What had Jack always said about monsters? They’re not real, dummy. Grow up. But as the sound of the claws reached the concrete, he knew Jack had been wrong.
Monsters are real.
And then, like the lightning bolt that split the oak out front last summer, understanding crashed through Timmy’s fragile little mind. It wasn’t the understanding any eight-year-old should ever have; it was the understanding of midnight philosophies and mid-life crises hitting him all at once like a sledgehammer to his baby teeth.
His world, once as wide and innocent as summer vacation by the pool, shrank to the dank, dark inevitability of what approached him over the basement floor. In that one, horrible, stretched-out moment, Timmy Dower understood a truth as old and cold as the grave: Childhood ends not with a number, but with the moment you realize the monsters are real. And Timmy’s childhood was ending right here, right now, in the most horrifying way possible.

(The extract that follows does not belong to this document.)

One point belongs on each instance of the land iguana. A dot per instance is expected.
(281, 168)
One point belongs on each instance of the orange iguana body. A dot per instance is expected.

Fingers — so many fingers — closed around his arms and pried them almost lovingly apart. The toolbox, his only shield between his heart and whatever this thing was, crashed to the floor like a death sentence.
As he opened his mouth to scream, he realized that the darkness wasn’t empty at all. It was full. Full of writhing things, of teeth, of eyes that had never known sunlight.
The last thing he heard before the shadows descended upon him was his own heartbeat, drumming out a dirge against his ribs. A rhythm that seemed to say: You should have listened to Jack. You should have stayed upstairs.
…you should have…
…you should have…
…it should have been him and not me…
_____
Moments later, the basement door creaked open. Light spilled down the stairs onto nothing but scattered tools and an old red toolbox.
“Timmy?” Jack’s voice called down, tinged with annoyed concern, as he descended a few steps. “You taking a shit down here or something? Dad’s getting pissy. Need a man to step in for y — ?”
The door slammed shut, cutting off Jack’s words.
And in the darkness, something that was no longer Timmy smiled with too many teeth.